Akidah dalam Islam merupakan aspek paling fundamental yang menjadi landasan seluruh amal dan ibadah. Oleh karena itu, penting bagi pendidik dan orang tua untuk mencari cara-cara kreatif dalam menyampaikan nilai-nilai tauhid agar tidak hanya dipahami secara intelektual, tetapi juga diresapi secara spiritual.
Pendidikan Aqidah Akhlak bertujuan untuk pembentukan karakter dapat dimaknai sebagai suatu proses yang melibatkan pembentukan, pelaksanaan dan penerapan nilai-nilai oleh lembaga pendidikan. Setiap kesempatan dalam lingkungan pendidikan dapat dimanfaatkan sebagai sarana untuk menanamkan karakter pada siswa yang bermanfaat untuk kehidupan mereka. Oleh karena itu, setiap kegiatan pembelajaran memiliki peran mendidik dan edukatif dalam pengembangan karakter siswa.
PEMBAHASAN
Karakteristik Gen Z dalam Konteks Pendidikan Agama
Karakteristik Generasi Z (Gen Z) dalam konteks pendidikan agama mencerminkan adaptasi mereka terhadap perkembangan teknologi digital dan tantangan sosial di era modern adapun Gen Z memiliki beberapa karakteristik khas yang mempengaruhi gaya belajar dan cara mereka memaknai nilai:
- Digital Native: “Gaya belajar digital native” merujuk pada pendekatan pembelajaran yang khas dari generasi yang tumbuh dengan teknologi digital sejak usia dini. Istilah ini pertama kali diperkenalkan oleh Marc Prensky pada tahun 2001 untuk menggambarkan individu yang terbiasa dengan komputer, internet, dan perangkat digital lainnya . Mereka terbiasa mengakses informasi dari internet, media sosial, dan platform digital lainnya.[1]
- Visual dan Interaktif: Gaya belajar visual dan interaktif pada Generasi Z (Gen Z) merujuk pada preferensi mereka untuk menyerap informasi melalui media visual yang dinamis dan keterlibatan aktif dalam proses pembelajaran. Sebagai generasi yang tumbuh di era digital, Gen Z terbiasa dengan teknologi dan lebih menyukai metode pembelajaran yang melibatkan visualisasi dan interaksi langsung. Mereka cenderung lebih mudah memahami materi dalam bentuk visual, video, dan gamifikasi.
- Kritis dan Independen: kritis dan independen pada Generasi Z (Gen Z) mencerminkan kemampuan mereka untuk berpikir analitis dan mengambil inisiatif dalam proses pembelajaran. Sebagai generasi yang tumbuh di era digital, mereka memiliki akses luas ke informasi dan teknologi, yang memungkinkan mereka untuk belajar secara mandiri dan berpikir secara kritis Mereka memiliki kecenderungan untuk mempertanyakan sesuatu dan mencari jawaban sendiri.[2]

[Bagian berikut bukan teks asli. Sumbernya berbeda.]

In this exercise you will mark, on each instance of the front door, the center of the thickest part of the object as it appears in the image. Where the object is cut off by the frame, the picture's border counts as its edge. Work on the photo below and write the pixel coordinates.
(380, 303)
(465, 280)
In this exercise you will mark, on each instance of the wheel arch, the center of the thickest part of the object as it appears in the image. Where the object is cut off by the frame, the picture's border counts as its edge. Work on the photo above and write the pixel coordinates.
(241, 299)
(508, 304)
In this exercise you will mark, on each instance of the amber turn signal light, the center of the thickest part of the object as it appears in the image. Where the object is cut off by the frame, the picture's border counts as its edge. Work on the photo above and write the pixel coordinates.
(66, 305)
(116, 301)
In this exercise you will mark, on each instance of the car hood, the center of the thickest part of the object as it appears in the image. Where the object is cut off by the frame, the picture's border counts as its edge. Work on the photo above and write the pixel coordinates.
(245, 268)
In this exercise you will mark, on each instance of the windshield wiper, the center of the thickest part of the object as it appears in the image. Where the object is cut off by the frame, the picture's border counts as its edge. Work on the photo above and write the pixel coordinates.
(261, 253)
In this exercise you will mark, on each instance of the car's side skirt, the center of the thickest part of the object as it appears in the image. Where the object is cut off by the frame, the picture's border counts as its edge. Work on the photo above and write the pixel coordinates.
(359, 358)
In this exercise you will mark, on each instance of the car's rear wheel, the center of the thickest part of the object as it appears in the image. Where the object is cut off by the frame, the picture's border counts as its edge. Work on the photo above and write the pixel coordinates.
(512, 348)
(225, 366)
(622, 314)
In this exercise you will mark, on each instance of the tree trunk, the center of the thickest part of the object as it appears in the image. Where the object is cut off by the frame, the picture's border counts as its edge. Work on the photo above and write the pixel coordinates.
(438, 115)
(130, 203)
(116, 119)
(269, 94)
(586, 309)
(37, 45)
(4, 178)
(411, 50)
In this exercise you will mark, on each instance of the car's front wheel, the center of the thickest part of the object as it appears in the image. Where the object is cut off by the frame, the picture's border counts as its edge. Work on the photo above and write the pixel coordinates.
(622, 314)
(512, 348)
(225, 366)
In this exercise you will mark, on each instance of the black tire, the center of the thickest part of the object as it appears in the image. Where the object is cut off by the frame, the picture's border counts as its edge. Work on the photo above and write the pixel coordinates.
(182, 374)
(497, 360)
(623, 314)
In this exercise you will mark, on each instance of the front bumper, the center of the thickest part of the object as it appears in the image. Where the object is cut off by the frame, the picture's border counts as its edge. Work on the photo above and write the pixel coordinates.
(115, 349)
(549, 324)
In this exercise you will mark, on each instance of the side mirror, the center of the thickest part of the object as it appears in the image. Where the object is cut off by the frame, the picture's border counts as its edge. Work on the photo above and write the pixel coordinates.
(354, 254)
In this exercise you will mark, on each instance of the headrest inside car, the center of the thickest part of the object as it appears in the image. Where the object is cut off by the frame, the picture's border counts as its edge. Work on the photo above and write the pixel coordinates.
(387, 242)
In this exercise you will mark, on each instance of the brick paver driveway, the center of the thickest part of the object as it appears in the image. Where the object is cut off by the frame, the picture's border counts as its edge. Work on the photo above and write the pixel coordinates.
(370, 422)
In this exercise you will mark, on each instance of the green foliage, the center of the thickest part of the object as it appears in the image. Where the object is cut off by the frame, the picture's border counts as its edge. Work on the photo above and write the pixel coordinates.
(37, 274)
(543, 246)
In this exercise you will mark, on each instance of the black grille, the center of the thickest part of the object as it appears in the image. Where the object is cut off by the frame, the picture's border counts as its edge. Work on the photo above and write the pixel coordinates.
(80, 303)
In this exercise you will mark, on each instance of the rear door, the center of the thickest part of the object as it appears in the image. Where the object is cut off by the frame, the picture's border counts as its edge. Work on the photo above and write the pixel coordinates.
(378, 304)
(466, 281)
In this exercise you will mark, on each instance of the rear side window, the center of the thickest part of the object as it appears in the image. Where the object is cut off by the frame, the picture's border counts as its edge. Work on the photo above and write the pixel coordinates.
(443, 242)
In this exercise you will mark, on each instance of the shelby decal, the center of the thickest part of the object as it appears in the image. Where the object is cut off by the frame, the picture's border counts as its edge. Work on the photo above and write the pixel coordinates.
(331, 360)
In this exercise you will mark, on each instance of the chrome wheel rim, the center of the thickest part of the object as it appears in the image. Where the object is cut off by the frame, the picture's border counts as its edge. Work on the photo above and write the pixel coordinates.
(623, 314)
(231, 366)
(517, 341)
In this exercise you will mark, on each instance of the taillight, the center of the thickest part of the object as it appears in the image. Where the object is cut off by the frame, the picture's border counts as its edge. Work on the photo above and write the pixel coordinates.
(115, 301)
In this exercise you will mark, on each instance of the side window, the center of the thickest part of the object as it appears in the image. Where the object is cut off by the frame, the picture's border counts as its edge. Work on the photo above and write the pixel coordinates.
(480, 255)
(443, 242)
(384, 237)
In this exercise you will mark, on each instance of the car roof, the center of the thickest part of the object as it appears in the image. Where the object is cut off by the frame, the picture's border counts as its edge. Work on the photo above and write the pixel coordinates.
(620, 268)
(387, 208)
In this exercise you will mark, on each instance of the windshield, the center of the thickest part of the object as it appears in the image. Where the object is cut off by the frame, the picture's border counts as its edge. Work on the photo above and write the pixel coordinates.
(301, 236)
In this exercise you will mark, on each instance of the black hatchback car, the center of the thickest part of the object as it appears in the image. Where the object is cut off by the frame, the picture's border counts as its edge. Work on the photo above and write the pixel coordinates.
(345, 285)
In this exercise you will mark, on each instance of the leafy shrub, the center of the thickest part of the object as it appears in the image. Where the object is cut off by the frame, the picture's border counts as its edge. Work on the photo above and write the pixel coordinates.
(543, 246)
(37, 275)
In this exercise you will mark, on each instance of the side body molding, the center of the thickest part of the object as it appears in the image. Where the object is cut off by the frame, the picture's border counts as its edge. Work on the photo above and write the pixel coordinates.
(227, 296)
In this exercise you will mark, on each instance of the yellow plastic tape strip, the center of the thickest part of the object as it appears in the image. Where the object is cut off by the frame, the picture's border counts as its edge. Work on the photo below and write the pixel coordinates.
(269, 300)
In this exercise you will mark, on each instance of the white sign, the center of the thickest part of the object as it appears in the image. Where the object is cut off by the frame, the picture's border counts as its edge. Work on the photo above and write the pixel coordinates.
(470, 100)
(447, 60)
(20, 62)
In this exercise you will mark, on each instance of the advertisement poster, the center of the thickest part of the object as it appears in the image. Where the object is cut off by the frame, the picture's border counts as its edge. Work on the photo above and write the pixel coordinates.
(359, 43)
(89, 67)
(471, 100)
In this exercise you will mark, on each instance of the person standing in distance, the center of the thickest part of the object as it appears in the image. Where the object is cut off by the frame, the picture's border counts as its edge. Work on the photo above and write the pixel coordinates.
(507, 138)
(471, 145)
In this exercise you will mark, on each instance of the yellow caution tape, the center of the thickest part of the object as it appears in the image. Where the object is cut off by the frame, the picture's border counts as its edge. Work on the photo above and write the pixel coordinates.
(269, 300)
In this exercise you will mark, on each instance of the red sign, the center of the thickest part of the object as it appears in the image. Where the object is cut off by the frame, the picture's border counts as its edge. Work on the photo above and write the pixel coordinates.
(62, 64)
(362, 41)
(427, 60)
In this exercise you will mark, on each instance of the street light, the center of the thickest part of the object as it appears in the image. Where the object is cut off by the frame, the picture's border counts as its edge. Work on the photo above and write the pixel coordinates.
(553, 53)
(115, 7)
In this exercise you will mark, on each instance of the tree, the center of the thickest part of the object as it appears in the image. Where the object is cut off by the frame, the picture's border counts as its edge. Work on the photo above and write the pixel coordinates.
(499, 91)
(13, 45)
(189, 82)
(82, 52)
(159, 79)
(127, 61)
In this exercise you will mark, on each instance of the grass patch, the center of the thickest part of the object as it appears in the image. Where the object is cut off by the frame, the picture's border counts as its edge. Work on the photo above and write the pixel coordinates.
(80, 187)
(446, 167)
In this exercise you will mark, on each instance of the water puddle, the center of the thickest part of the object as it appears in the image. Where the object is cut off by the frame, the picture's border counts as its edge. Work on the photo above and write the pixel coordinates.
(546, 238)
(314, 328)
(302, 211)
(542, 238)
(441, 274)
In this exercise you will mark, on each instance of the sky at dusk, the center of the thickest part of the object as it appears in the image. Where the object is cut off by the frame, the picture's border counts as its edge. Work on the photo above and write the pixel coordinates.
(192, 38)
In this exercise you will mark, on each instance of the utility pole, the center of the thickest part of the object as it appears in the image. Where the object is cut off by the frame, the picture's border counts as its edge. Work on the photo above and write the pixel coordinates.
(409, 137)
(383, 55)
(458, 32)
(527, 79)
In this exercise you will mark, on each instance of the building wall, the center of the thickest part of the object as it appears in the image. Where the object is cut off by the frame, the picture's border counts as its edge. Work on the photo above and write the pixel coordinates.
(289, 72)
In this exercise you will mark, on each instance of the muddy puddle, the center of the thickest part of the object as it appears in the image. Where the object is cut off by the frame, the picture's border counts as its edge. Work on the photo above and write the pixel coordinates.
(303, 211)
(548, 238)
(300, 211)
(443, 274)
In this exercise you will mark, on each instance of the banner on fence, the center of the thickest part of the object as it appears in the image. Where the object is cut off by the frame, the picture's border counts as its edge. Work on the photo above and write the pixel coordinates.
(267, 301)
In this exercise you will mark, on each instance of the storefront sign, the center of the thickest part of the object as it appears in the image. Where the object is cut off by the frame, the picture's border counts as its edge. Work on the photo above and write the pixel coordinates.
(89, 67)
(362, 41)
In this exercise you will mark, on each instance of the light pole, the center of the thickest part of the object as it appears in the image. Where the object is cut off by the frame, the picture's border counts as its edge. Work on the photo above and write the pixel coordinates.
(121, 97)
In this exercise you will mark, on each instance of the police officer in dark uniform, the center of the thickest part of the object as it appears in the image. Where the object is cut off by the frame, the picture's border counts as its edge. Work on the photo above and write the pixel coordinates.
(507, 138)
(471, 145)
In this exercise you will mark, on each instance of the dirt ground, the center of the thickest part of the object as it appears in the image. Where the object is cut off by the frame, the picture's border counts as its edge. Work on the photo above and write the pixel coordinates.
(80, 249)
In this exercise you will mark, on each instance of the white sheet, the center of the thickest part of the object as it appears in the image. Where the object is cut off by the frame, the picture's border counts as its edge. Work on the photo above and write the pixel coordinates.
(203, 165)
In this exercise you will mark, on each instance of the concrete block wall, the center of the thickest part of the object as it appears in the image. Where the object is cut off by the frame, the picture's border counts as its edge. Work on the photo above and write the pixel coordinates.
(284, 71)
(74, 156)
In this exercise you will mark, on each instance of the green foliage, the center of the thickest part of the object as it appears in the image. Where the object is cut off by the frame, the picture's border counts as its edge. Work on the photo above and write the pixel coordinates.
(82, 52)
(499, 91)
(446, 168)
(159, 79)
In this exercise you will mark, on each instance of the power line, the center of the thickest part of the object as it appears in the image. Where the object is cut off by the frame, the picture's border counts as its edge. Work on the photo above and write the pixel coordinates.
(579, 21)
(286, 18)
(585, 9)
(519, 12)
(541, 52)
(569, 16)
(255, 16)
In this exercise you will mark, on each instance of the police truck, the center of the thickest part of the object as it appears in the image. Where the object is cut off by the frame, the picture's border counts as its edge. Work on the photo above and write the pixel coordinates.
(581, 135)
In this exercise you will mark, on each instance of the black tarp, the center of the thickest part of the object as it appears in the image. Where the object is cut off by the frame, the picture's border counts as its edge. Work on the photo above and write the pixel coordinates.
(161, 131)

- Peduli Isu Sosial: Karakteristik Gen Z yang peduli terhadap isu sosial mencerminkan generasi yang sangat terhubung dengan dunia melalui teknologi digital dan memiliki kesadaran tinggi terhadap tantangan global. Mereka tidak hanya menjadi konsumen informasi, tetapi juga agen perubahan yang aktif Cenderung responsif terhadap isu-isu keadilan sosial, lingkungan, dan kemanusiaan.
Dalam konteks ini , pengajaran akidah tentu kita tidak bisa lagi hanya mengandalkan ceramah satu arah atau hanya dengan hafalan semata sebaiamana yang kita lakukan pada zaman zaman klasik dimana guru merupakan tokoh sentral dalam pembelajaran. Sehingga dibutuhkan pendekatan partisipatif yang menghubungkan ajaran Islam dengan realitas kehidupan mereka.
Menggabungkan Nilai Tradisi dan Teknologi dalam Pengajaran Akidah
- Menguatkan Nilai Tradisi
Nilai-nilai tradisi dalam pengajaran akidah tidak boleh ditinggalkan, sebab ia adalah warisan ulama dan guru agama terdahulu yang terbukti mampu menjaga keutuhan umat. Beberapa nilai tradisi yang perlu dipertahankan antara lain:
- Sanad keilmuan: Sanad keilmuan adalah sistem transmisi ilmu yang menghubungkan seorang murid dengan sumber asli pengetahuan, biasanya melalui rantai guru yang bersambung hingga kepada Rasulullah ﷺ. Tradisi ini sangat penting dalam Islam untuk memastikan keaslian dan keabsahan ajaran yang diterima. Menekankan pentingnya belajar dari guru yang memiliki otoritas dan kejelasan sanad ilmu.
- Tadabbur dan tazkiyah: Mendorong pembelajaran yang menumbuhkan kesadaran batin dan penyucian jiwa.
- Majelis ilmu: Majelis ilmu dalam tradisi Islam merujuk pada pertemuan atau forum di mana umat Muslim berkumpul untuk mempelajari, mengajarkan, dan mendiskusikan ajaran agama—terutama Al-Qur’an dan Hadis—dengan tujuan memperdalam pemahaman dan meningkatkan keimanan. Tradisi ini telah ada sejak masa Nabi Muhammad ﷺ dan terus dilestarikan dalam berbagai bentuk hingga kini, baik secara langsung di masjid maupun melalui platform digital. Pertemuan langsung dengan guru dan komunitas untuk menumbuhkan ukhuwah dan keberkahan ilmu.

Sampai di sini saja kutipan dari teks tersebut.